The micro-electromechanical structure of the present invention is preferably sealed in a low pressure cavity to permit operation and protect the structure 10. The sealing layers are typically thin capping layers which may be formed from oxides and nitride materials deposited using high temperature processes such as chemical vapour deposition (CVD) or using metal layers deposited by sputtering, evaporation of CVD.

Claims

1. A method of manufacturing a non-volatile memory bitcell, the method comprising the steps of:

depositing a first layer of conductive material on a substrate;

patterning and etching the first layer of conductive material to form three non-linearly disposed electrodes;

depositing a first layer of sacrificial material on the electrodes and the substrate;

providing an elongate cantilever structure on the first layer of sacrificial material such that the cantilever structure and at least a portion of each electrode overlap each other;

depositing a second layer of sacrificial material on the cantilever structure and the first layer of sacrificial material;

providing a capping layer on the second layer of sacrificial material and providing holes in the capping layer such that at least a portion of the second layer of sacrificial material is exposed;

removing the first and second layers of sacrificial material through the holes provided in the capping layer, thereby defining a cavity in which the cantilever structure is suspended.

2. The method of claim 1, wherein the step of providing the elongate cantilever structure further comprises the steps of:

depositing a second layer of conductive material on the first layer of sacrificial material;

patterning and etching the layer of conductive material such that it forms an elongate cantilever structure.

3. The method of claim 2, wherein the step of patterning and etching the layer of conductive material further comprises the step of:

patterning and etching the layer of conductive material into a U-shaped cantilever structure.

4. (canceled)

5. (canceled)

6. (canceled)

7. (canceled)

8. A nonvolatile memory bitcell comprising:

a substrate;

a first, second and third electrode, the electronics being co-planarly and non-linearly disposed on the substrate;

a cantilever structure disposed such that the cantilever structure and at least a portion of each electrode overlap each other, the non-volatile memory bitcell being arranged such that, in use, the application of a voltage between the first and second electrode pulls at least a portion of the cantilever structure toward the second electrode and the application of a voltage between the first and the third electrode pushed the at least one portion of the cantilever structure away from the second electrode.

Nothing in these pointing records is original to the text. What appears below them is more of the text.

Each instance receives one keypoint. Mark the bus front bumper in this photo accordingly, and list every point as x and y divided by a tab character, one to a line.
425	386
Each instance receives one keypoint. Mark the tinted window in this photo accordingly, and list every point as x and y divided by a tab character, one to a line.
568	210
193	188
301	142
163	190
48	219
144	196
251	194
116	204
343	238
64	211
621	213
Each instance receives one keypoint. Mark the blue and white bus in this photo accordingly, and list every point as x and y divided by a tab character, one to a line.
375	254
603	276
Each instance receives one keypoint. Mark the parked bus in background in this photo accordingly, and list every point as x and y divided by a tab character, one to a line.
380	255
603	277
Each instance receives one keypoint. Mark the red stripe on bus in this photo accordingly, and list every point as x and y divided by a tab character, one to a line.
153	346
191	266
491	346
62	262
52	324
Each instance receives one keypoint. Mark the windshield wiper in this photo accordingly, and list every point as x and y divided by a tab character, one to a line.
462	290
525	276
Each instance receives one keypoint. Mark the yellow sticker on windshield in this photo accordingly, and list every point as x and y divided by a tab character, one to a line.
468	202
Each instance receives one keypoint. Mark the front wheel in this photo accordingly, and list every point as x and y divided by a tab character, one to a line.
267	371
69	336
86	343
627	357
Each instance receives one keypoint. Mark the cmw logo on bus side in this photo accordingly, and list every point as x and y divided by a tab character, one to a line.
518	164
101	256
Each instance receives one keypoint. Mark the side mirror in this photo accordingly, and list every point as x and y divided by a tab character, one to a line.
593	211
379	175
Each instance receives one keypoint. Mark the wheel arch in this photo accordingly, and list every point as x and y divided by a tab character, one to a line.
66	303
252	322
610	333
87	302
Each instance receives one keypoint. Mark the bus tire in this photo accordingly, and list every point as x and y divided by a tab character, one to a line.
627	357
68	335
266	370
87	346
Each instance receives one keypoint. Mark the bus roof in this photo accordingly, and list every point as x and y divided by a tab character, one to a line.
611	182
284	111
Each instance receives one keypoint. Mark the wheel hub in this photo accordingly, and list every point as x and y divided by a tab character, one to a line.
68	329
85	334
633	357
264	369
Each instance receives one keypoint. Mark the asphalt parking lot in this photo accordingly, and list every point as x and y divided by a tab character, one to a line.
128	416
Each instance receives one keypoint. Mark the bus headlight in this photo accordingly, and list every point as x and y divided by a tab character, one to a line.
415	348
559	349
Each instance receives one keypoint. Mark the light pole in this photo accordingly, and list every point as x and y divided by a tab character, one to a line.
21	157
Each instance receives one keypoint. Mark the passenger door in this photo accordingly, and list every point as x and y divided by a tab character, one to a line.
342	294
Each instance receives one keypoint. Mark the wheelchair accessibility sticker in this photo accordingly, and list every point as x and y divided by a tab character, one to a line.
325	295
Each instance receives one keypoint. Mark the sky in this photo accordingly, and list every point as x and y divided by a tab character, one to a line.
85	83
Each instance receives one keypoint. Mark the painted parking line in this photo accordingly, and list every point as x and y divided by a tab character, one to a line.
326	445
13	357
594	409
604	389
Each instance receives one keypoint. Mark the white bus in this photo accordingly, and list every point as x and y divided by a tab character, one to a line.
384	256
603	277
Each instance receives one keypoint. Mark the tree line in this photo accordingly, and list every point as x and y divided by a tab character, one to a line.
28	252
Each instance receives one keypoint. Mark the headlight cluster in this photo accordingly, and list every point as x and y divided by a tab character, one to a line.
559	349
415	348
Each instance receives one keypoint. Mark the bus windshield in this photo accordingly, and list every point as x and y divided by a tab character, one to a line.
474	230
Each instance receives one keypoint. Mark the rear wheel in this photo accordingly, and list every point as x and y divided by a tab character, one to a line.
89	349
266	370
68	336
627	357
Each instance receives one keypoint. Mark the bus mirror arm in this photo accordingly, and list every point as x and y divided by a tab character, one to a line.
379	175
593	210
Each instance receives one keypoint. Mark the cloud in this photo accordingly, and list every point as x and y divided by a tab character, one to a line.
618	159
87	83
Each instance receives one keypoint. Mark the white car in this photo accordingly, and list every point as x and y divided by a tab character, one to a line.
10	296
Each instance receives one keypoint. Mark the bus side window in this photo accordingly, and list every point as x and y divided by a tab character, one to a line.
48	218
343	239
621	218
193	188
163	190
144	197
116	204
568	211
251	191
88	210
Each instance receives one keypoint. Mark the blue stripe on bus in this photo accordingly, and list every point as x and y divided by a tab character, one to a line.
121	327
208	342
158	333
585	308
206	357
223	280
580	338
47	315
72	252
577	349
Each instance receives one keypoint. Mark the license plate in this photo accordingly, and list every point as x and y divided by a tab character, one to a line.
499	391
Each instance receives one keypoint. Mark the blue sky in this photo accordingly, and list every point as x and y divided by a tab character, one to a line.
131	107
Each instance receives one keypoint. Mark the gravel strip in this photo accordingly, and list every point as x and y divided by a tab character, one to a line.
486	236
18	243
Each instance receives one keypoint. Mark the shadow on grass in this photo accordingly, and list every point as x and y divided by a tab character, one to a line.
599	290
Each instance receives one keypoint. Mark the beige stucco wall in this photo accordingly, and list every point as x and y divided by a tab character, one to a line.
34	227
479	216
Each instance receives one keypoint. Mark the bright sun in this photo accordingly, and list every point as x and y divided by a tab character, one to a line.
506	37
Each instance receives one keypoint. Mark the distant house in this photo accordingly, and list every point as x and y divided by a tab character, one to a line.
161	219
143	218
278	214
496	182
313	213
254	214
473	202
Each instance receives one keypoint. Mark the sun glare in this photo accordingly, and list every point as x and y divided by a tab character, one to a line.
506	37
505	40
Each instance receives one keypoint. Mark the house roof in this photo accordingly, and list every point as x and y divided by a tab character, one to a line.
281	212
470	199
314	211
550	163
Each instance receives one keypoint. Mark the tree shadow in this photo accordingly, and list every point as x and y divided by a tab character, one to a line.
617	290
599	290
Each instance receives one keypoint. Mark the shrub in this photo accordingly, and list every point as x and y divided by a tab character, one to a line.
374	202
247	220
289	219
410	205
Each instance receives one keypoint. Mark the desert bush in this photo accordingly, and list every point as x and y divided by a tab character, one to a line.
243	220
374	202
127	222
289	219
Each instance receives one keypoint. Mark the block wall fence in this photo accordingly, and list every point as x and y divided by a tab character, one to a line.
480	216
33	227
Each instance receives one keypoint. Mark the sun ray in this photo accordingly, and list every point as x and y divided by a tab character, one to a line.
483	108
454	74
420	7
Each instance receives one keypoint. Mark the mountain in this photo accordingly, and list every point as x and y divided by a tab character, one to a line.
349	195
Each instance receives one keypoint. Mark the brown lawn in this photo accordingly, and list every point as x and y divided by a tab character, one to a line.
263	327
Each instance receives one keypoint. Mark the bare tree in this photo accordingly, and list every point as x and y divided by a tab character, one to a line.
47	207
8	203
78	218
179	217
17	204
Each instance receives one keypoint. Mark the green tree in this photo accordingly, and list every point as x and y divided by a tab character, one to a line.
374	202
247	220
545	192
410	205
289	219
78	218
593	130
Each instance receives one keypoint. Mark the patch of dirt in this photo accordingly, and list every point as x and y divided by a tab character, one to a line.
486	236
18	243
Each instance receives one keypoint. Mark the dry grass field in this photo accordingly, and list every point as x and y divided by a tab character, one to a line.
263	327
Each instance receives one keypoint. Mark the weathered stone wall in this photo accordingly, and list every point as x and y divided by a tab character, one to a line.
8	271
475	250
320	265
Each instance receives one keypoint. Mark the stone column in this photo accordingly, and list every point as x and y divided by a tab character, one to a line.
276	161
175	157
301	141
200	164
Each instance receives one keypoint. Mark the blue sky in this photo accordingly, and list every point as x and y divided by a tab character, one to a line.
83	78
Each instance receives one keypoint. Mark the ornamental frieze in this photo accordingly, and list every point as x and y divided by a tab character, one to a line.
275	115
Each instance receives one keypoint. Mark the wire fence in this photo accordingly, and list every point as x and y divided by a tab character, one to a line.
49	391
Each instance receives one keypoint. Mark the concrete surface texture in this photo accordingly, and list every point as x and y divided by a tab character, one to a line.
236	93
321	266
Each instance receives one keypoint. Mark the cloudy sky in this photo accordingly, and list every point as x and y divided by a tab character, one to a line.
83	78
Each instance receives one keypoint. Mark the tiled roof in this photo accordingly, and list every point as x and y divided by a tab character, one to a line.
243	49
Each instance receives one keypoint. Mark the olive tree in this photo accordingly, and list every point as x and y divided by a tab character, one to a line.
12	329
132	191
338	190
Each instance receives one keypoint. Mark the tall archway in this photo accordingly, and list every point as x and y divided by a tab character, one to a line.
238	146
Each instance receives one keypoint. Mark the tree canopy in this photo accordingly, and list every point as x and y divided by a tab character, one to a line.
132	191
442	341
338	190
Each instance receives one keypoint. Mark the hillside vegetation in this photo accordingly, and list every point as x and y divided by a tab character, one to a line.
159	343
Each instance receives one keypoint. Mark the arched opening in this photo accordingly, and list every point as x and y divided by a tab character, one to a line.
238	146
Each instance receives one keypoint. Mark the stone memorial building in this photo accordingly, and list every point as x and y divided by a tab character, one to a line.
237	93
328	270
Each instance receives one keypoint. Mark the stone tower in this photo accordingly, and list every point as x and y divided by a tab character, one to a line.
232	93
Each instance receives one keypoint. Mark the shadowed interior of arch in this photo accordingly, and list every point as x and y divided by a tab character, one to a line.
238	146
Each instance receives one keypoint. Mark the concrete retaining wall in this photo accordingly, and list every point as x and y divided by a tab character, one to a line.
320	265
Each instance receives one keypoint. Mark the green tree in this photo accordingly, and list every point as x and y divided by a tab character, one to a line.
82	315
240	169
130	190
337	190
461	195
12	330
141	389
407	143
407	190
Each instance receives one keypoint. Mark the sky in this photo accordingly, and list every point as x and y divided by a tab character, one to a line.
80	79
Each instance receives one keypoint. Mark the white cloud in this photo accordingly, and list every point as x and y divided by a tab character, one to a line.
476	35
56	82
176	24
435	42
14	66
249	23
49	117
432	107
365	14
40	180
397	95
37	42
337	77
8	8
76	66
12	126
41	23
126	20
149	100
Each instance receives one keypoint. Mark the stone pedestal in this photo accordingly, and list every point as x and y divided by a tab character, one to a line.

9. The non-volatile memory bitcell of claim 8, wherein the cantilever structure is U-shaped.

10. (canceled)

11. (canceled)

12. The method of claim 1, wherein the electrodes are made from a group of materials selected from nickel, copper, chromium, cobalt, zinc, iron, titanium, aluminum, tantalum, ruthenium, platinum, and cobalt.

13. The method of claim 1, wherein the sacrificial layer is made from silicon-based materials.

14. The method of claim 1, wherein the sacrificial layer is made from carbon-based materials.

15. The method of claim 1, wherein the layer defining the cantilever structure comprises a group of materials selected from nickel, copper, chromium, cobalt, zinc, iron, titanium, aluminum, tantalum, ruthenium, and platinum.

16. The method of claim 1, wherein the layers of sacrificial material are removed through etching.